I have well over 1000 superman and batman comics. I buy them monthly also.
I prefer to have the book in hand. Comics are one of those collectable things and good luck collecting digitally. If I cant have the books to collect and resell then I wouldnt pay very much for them. They should go back to $0.10 for the digital version. Its just not the same.
/Nods
I think our way is done, though. The future is this.
Full disclosure: I own a hobby gaming store and following a strong autumn with good revenue from big releases in Magic: the Gathering and other products, we have been assessing the business cases for adding various product categories, including toys, sports cards, console gaming, and yes, comics. (We already have a vintage arcade and do a lot of eBay business.) There are other factors weighing against comics (you are forced to do business with Diamond, the exclusive distributor of Marvel products, and Diamond sucks, as does their game subsidiary Alliance Distribution) but the biggest factor of all is that dead tree media is on its last legs. And that's a shame because the content quality for comics is generally good and they have a significant public following that we'd like to attract as customers, and that as a positive factor is a significant favorable aspect of the category. You don't sell a thing unless you can get a customer to walk in the door.

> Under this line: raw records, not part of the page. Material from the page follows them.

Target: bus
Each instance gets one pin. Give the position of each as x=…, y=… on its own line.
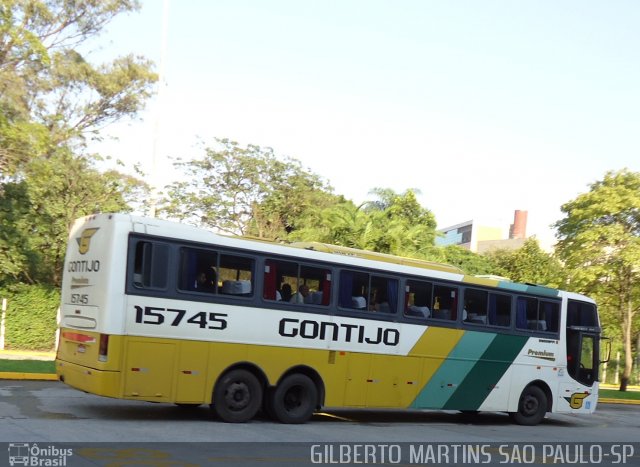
x=158, y=311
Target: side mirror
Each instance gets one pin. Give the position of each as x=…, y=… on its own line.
x=605, y=349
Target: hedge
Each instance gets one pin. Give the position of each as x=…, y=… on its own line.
x=30, y=322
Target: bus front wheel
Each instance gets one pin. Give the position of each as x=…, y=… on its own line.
x=294, y=399
x=237, y=396
x=532, y=407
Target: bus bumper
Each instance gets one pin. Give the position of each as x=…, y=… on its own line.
x=102, y=383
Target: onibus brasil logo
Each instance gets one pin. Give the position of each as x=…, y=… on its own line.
x=34, y=455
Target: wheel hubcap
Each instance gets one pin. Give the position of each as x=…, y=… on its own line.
x=237, y=396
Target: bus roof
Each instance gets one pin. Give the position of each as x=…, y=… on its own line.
x=374, y=255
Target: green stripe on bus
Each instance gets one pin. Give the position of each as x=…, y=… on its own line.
x=453, y=370
x=490, y=368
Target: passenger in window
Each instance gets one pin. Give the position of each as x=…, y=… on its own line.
x=286, y=292
x=302, y=293
x=205, y=282
x=419, y=310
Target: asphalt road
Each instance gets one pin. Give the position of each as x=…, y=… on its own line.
x=50, y=414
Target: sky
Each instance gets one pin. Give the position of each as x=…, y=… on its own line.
x=484, y=106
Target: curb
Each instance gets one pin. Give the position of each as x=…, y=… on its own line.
x=29, y=376
x=605, y=400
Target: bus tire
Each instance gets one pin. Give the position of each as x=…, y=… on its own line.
x=532, y=407
x=294, y=399
x=237, y=396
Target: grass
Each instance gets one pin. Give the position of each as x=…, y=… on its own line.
x=27, y=366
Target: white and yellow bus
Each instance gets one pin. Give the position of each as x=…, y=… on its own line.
x=158, y=311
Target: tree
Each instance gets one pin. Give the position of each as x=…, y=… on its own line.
x=52, y=100
x=467, y=260
x=392, y=223
x=50, y=96
x=37, y=212
x=245, y=191
x=528, y=264
x=600, y=245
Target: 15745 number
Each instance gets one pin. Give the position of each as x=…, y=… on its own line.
x=156, y=315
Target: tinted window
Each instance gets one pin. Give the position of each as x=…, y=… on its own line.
x=151, y=264
x=581, y=314
x=445, y=303
x=291, y=282
x=210, y=272
x=418, y=299
x=363, y=291
x=537, y=315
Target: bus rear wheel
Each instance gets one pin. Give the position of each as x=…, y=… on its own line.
x=294, y=399
x=532, y=407
x=237, y=396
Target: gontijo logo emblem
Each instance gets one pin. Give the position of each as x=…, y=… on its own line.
x=84, y=240
x=576, y=399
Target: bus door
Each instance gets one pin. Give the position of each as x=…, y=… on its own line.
x=583, y=356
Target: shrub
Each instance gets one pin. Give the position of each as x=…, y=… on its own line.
x=31, y=316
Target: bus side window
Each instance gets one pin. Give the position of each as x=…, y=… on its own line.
x=236, y=275
x=151, y=265
x=445, y=303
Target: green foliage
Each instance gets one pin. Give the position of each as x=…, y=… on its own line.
x=528, y=264
x=600, y=245
x=37, y=212
x=245, y=191
x=50, y=96
x=31, y=316
x=394, y=224
x=468, y=261
x=28, y=366
x=51, y=100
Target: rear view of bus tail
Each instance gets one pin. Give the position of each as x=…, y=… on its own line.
x=87, y=353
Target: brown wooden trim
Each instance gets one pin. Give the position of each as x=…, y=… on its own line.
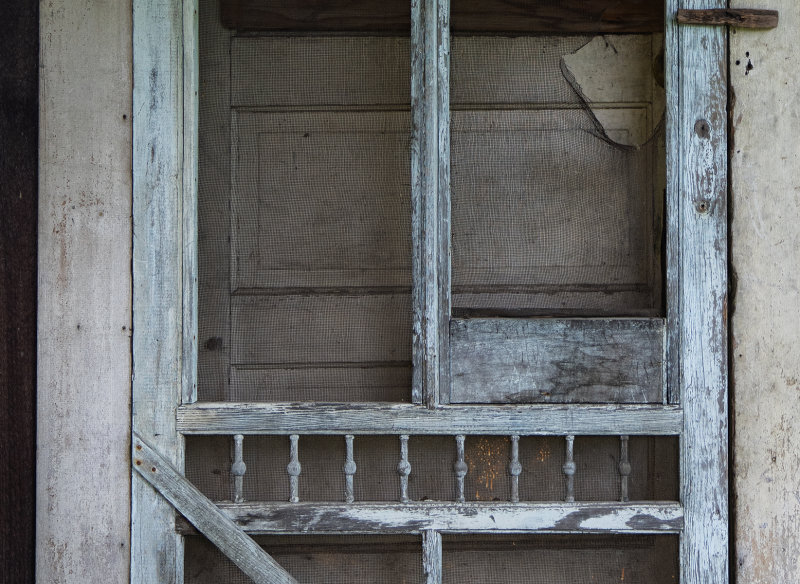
x=479, y=16
x=740, y=18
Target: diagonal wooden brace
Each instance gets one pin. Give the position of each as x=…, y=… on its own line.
x=206, y=516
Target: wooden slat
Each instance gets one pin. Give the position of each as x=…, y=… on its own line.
x=415, y=517
x=601, y=16
x=697, y=247
x=156, y=553
x=738, y=17
x=425, y=212
x=189, y=202
x=206, y=418
x=206, y=517
x=501, y=360
x=432, y=556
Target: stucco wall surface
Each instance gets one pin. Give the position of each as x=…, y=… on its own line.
x=83, y=470
x=765, y=247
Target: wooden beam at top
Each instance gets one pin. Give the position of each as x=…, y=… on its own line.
x=479, y=16
x=739, y=18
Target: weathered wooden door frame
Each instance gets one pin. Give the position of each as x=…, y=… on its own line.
x=165, y=292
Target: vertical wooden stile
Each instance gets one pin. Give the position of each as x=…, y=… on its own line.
x=696, y=65
x=158, y=279
x=189, y=200
x=443, y=217
x=238, y=468
x=404, y=468
x=293, y=469
x=425, y=212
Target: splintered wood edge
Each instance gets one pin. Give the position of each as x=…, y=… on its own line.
x=740, y=18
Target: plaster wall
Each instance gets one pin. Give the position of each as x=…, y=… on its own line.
x=765, y=324
x=84, y=310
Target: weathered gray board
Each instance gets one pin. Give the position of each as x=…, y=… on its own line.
x=501, y=360
x=697, y=283
x=206, y=516
x=208, y=418
x=262, y=518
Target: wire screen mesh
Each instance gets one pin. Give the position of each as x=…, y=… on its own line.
x=316, y=559
x=556, y=175
x=560, y=559
x=304, y=227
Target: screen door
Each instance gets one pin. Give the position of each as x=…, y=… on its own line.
x=455, y=323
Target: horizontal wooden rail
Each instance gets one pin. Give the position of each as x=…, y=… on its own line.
x=208, y=418
x=557, y=360
x=737, y=17
x=336, y=518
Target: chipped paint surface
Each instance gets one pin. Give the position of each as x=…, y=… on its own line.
x=84, y=314
x=765, y=352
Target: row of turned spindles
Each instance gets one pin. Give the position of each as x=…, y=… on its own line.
x=460, y=468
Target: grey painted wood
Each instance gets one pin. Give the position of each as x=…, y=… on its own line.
x=404, y=468
x=349, y=469
x=65, y=291
x=432, y=556
x=208, y=418
x=206, y=516
x=293, y=469
x=698, y=129
x=189, y=202
x=569, y=468
x=263, y=518
x=460, y=468
x=501, y=360
x=443, y=204
x=158, y=256
x=425, y=213
x=238, y=469
x=624, y=468
x=514, y=469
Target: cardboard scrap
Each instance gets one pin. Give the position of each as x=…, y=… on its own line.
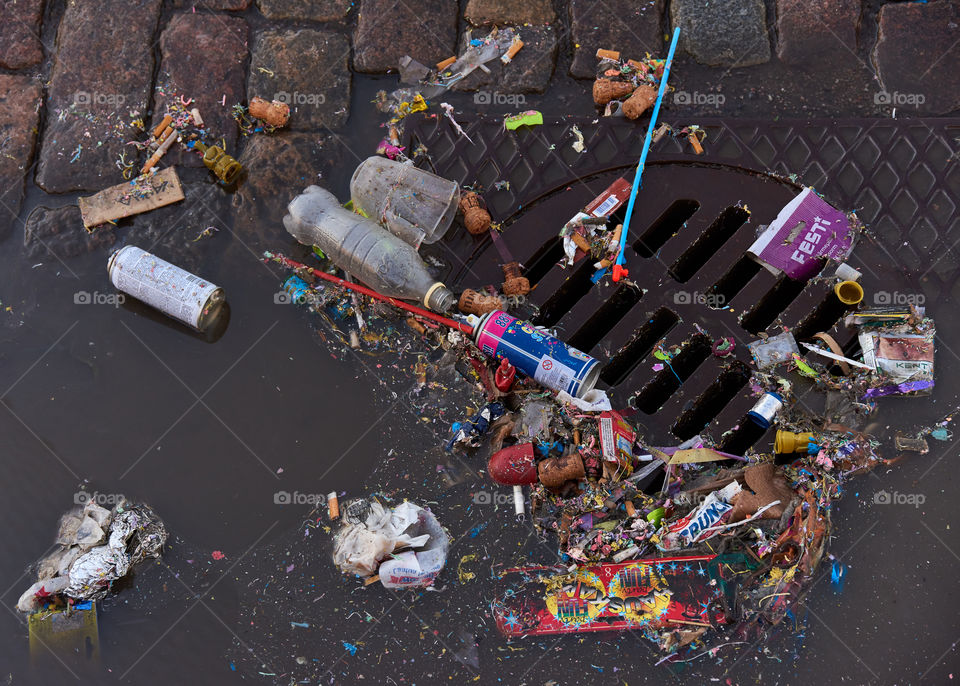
x=146, y=192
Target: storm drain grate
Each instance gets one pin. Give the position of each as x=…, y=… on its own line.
x=693, y=222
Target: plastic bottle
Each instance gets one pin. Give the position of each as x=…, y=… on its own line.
x=363, y=248
x=411, y=203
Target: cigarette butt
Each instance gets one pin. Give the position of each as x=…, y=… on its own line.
x=162, y=126
x=581, y=242
x=512, y=51
x=333, y=505
x=615, y=236
x=155, y=157
x=518, y=501
x=415, y=325
x=695, y=142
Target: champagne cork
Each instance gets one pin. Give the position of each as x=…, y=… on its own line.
x=605, y=90
x=473, y=302
x=638, y=103
x=514, y=282
x=273, y=113
x=475, y=216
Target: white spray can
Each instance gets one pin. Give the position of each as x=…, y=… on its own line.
x=174, y=291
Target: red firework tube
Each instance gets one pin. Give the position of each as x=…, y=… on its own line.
x=446, y=321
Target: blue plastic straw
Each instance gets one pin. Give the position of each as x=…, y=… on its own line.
x=646, y=149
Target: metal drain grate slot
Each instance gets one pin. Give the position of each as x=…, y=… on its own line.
x=709, y=242
x=567, y=295
x=668, y=381
x=622, y=364
x=732, y=282
x=604, y=319
x=664, y=226
x=747, y=433
x=769, y=307
x=711, y=402
x=543, y=260
x=822, y=318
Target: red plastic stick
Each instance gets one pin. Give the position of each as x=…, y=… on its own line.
x=419, y=311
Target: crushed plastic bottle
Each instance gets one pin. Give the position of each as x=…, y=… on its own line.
x=365, y=249
x=411, y=203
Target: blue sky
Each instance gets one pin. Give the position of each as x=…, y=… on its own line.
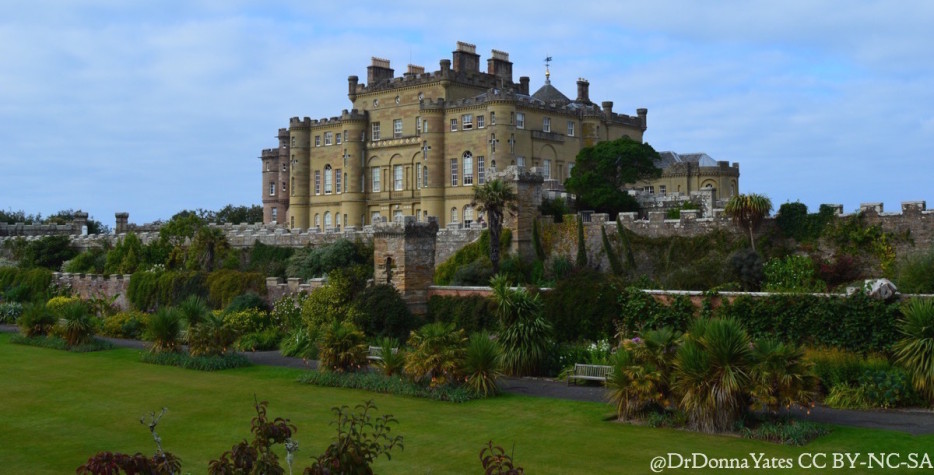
x=151, y=107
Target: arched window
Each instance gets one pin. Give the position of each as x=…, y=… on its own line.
x=468, y=168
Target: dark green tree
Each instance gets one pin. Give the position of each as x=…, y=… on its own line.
x=233, y=214
x=602, y=170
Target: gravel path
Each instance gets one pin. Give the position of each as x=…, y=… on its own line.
x=911, y=421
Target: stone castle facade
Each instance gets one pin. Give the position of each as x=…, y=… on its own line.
x=416, y=145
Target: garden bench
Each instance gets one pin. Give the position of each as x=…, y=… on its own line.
x=375, y=353
x=591, y=372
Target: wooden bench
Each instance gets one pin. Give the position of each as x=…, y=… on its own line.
x=375, y=353
x=590, y=372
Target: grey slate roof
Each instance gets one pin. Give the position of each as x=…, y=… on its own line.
x=550, y=94
x=668, y=159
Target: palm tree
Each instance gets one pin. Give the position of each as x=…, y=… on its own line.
x=748, y=211
x=526, y=334
x=915, y=350
x=780, y=376
x=437, y=349
x=712, y=374
x=495, y=198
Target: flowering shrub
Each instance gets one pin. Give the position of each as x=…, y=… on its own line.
x=10, y=311
x=130, y=324
x=246, y=321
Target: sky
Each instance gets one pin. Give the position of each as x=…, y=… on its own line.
x=151, y=107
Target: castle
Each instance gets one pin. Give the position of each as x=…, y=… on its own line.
x=416, y=145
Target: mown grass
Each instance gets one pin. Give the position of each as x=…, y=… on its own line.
x=58, y=408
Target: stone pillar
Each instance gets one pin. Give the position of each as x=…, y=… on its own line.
x=528, y=188
x=123, y=219
x=404, y=257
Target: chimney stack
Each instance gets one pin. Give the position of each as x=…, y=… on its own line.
x=498, y=65
x=583, y=91
x=466, y=59
x=524, y=85
x=379, y=70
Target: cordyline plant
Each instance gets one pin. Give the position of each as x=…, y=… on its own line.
x=747, y=212
x=112, y=463
x=496, y=461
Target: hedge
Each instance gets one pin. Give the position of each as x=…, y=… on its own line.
x=856, y=323
x=472, y=314
x=149, y=290
x=25, y=285
x=224, y=285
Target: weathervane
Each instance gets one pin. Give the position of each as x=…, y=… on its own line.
x=547, y=72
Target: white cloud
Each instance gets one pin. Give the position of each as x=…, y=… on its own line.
x=154, y=107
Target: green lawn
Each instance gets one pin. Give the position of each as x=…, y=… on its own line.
x=58, y=408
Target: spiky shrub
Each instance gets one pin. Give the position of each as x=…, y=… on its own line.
x=619, y=384
x=129, y=324
x=36, y=320
x=496, y=461
x=636, y=382
x=343, y=348
x=482, y=364
x=57, y=305
x=210, y=337
x=712, y=374
x=10, y=311
x=655, y=352
x=525, y=335
x=436, y=352
x=300, y=344
x=76, y=325
x=392, y=357
x=915, y=351
x=164, y=328
x=781, y=376
x=747, y=212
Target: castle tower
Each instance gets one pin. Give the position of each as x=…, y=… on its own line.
x=432, y=197
x=299, y=199
x=80, y=223
x=528, y=188
x=353, y=204
x=404, y=257
x=122, y=224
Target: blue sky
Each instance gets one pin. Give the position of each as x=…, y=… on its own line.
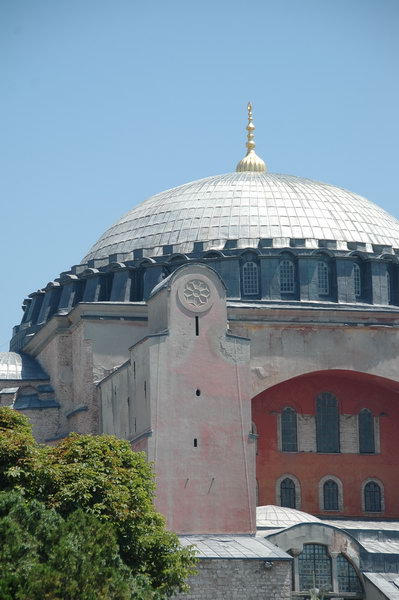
x=104, y=103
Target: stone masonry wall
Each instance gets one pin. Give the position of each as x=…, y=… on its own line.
x=219, y=579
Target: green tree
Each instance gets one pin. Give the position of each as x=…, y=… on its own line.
x=104, y=478
x=44, y=556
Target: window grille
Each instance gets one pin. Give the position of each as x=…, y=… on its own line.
x=327, y=423
x=366, y=432
x=289, y=440
x=287, y=493
x=330, y=495
x=322, y=277
x=372, y=497
x=314, y=566
x=287, y=276
x=348, y=581
x=357, y=281
x=250, y=279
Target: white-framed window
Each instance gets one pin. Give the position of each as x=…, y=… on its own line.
x=287, y=276
x=250, y=279
x=357, y=280
x=331, y=494
x=288, y=491
x=323, y=278
x=373, y=496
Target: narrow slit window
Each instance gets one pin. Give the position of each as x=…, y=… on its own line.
x=287, y=277
x=357, y=280
x=250, y=279
x=388, y=280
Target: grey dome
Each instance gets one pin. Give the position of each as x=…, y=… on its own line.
x=248, y=207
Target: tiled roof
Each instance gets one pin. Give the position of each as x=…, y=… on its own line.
x=233, y=547
x=18, y=366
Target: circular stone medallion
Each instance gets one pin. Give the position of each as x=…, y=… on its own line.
x=195, y=294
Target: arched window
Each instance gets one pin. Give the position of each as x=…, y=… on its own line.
x=372, y=497
x=366, y=432
x=287, y=493
x=348, y=581
x=357, y=280
x=330, y=495
x=314, y=566
x=327, y=423
x=323, y=278
x=287, y=276
x=250, y=279
x=289, y=441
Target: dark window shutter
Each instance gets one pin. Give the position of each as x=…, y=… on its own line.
x=289, y=442
x=327, y=423
x=287, y=493
x=330, y=495
x=366, y=432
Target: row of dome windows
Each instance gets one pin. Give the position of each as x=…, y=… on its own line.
x=328, y=427
x=256, y=277
x=330, y=494
x=287, y=272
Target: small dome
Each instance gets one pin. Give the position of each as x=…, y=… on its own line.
x=15, y=365
x=247, y=207
x=280, y=516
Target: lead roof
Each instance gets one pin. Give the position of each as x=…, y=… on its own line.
x=247, y=207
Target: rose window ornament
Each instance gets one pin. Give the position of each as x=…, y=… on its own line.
x=196, y=292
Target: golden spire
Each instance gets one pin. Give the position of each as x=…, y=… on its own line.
x=251, y=161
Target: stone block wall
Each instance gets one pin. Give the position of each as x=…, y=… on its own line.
x=236, y=579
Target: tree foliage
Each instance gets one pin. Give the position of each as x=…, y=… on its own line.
x=107, y=481
x=44, y=556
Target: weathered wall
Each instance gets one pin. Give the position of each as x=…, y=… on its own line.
x=353, y=392
x=294, y=343
x=56, y=358
x=44, y=422
x=200, y=411
x=219, y=579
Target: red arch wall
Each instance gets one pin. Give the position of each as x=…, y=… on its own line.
x=353, y=391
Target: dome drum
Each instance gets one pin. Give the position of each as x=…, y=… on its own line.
x=312, y=277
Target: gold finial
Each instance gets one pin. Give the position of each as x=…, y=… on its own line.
x=251, y=161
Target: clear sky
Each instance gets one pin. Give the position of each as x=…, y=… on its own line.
x=106, y=102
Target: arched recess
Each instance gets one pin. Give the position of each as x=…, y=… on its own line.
x=353, y=392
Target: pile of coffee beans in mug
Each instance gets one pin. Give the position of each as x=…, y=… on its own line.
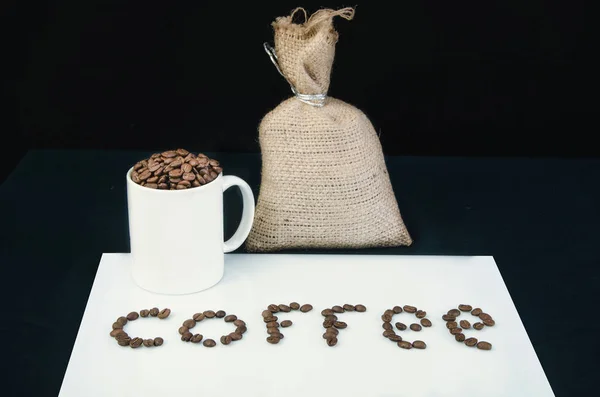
x=175, y=170
x=123, y=339
x=456, y=328
x=331, y=323
x=272, y=321
x=188, y=336
x=388, y=329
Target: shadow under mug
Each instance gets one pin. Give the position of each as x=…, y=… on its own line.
x=176, y=236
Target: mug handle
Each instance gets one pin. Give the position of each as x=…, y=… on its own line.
x=241, y=234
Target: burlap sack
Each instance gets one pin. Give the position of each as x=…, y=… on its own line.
x=324, y=180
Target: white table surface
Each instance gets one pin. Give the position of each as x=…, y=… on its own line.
x=363, y=363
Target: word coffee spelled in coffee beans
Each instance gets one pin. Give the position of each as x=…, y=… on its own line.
x=123, y=339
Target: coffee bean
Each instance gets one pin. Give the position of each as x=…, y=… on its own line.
x=451, y=324
x=197, y=338
x=416, y=327
x=340, y=325
x=189, y=323
x=484, y=346
x=454, y=312
x=273, y=340
x=136, y=342
x=418, y=344
x=231, y=318
x=405, y=345
x=132, y=316
x=286, y=323
x=327, y=312
x=164, y=313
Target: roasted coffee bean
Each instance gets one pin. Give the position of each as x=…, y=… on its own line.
x=405, y=345
x=164, y=313
x=189, y=323
x=416, y=327
x=133, y=316
x=231, y=318
x=484, y=346
x=225, y=340
x=197, y=338
x=418, y=344
x=454, y=312
x=327, y=312
x=198, y=317
x=340, y=325
x=410, y=309
x=451, y=324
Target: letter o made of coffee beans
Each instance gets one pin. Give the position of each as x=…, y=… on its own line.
x=456, y=326
x=123, y=339
x=190, y=337
x=390, y=334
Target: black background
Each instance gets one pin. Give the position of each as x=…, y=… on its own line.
x=494, y=78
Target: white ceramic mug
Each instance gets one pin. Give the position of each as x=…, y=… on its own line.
x=176, y=236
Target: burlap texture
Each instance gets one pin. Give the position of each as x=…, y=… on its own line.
x=324, y=181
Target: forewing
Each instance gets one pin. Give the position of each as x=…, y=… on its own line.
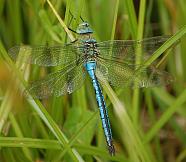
x=125, y=75
x=45, y=55
x=125, y=50
x=62, y=82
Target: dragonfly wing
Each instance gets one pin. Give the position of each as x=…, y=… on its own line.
x=62, y=82
x=124, y=50
x=124, y=75
x=45, y=55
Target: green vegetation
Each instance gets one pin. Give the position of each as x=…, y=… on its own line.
x=148, y=124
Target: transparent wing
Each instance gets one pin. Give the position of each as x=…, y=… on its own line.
x=125, y=75
x=62, y=82
x=45, y=55
x=124, y=50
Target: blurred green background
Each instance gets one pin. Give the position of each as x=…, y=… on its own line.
x=148, y=125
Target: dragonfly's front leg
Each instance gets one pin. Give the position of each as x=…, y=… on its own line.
x=90, y=67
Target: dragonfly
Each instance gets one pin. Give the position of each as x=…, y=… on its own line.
x=112, y=61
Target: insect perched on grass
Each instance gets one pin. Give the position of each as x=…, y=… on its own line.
x=112, y=61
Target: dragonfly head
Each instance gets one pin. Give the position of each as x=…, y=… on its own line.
x=84, y=28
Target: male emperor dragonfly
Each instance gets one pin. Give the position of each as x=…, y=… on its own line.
x=113, y=61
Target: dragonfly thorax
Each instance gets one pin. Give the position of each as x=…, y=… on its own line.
x=84, y=28
x=90, y=49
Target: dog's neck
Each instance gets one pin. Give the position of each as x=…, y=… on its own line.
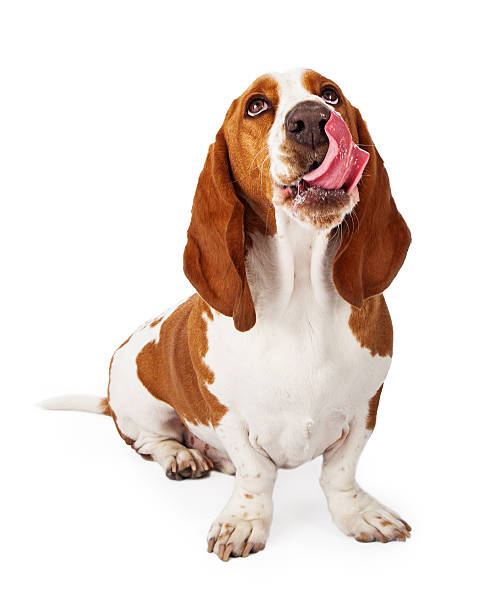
x=292, y=270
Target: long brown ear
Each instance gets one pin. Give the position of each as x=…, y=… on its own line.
x=214, y=257
x=374, y=249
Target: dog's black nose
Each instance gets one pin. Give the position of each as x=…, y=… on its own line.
x=305, y=123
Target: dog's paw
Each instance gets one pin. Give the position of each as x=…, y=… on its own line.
x=181, y=462
x=361, y=516
x=237, y=537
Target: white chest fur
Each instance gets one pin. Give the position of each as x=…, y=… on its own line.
x=298, y=376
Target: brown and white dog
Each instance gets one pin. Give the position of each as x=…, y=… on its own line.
x=281, y=354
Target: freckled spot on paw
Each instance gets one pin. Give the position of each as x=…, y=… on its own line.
x=364, y=537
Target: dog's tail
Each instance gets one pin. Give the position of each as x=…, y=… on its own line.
x=85, y=403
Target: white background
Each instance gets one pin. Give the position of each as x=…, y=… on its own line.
x=107, y=110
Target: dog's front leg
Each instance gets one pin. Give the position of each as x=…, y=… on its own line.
x=354, y=511
x=243, y=525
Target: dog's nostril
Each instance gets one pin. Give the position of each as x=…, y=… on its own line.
x=296, y=126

Right now, we wouldn't dare put any serious money into paper comics. It will probably be possible to field a full store's inventory worth of books in ~2015 for a tiny fraction of the price of that same store stock today. As comics-only shops go belly up, as they consistently do (Arizona's longstanding champion chain Atomic Comics committed tax suicide and closed all its shops in 2011) it may be possible to make big buys for nothing on the dollar. But any more than that, and there's a fair chance you're buying a bunch of mulch/firewood.
The reason for this is simple: They can reprint EVERY issue this way. All the way back to 80-year-old vintage stuff. It can be "remastered" and appear with no paper stains, discoloring, damage, and so on. It can be read an infinite number of times by an infinite number of paying readers without disintegrating a paper issue. Every comic ever made can become a revenue driver all over again, times infinity. It's a treasure trove of IP unheard of in modern media. I wish I had been in a position to buy their IP and back catalog rights before the iPad came out. The future in media is in millions upon millions of microtransactions.
And BTW, the difference between this and something like Comixology, which is a great platform, is that everyone has the iTunes store built into their iOS device and so the IP has much greater reach, and so it actually justifies all the work to make those back-issues available. Also, a lot of folks are squeamish about buying ANYTHING digitally, and have only just gotten comfortable with Apple's digital offerings, and won't likely move beyond that for some time if ever, and that's making a big assumption that they even notice that other platforms exist. The younger buyers will seek out, and spend profligately on, any platform, but wait for them to have a real once-bitten Come-to-Jesus moment as soon as some platform goes belly-up and they lose all "their" paid-for collection on it.
Anyway that's how I assess the comics landscape right now and in the wake of this news, I would say that the old way of reading comic "books" is a clock reading 11:57 p.m.. Take my industry expertise (or don't) for what you will.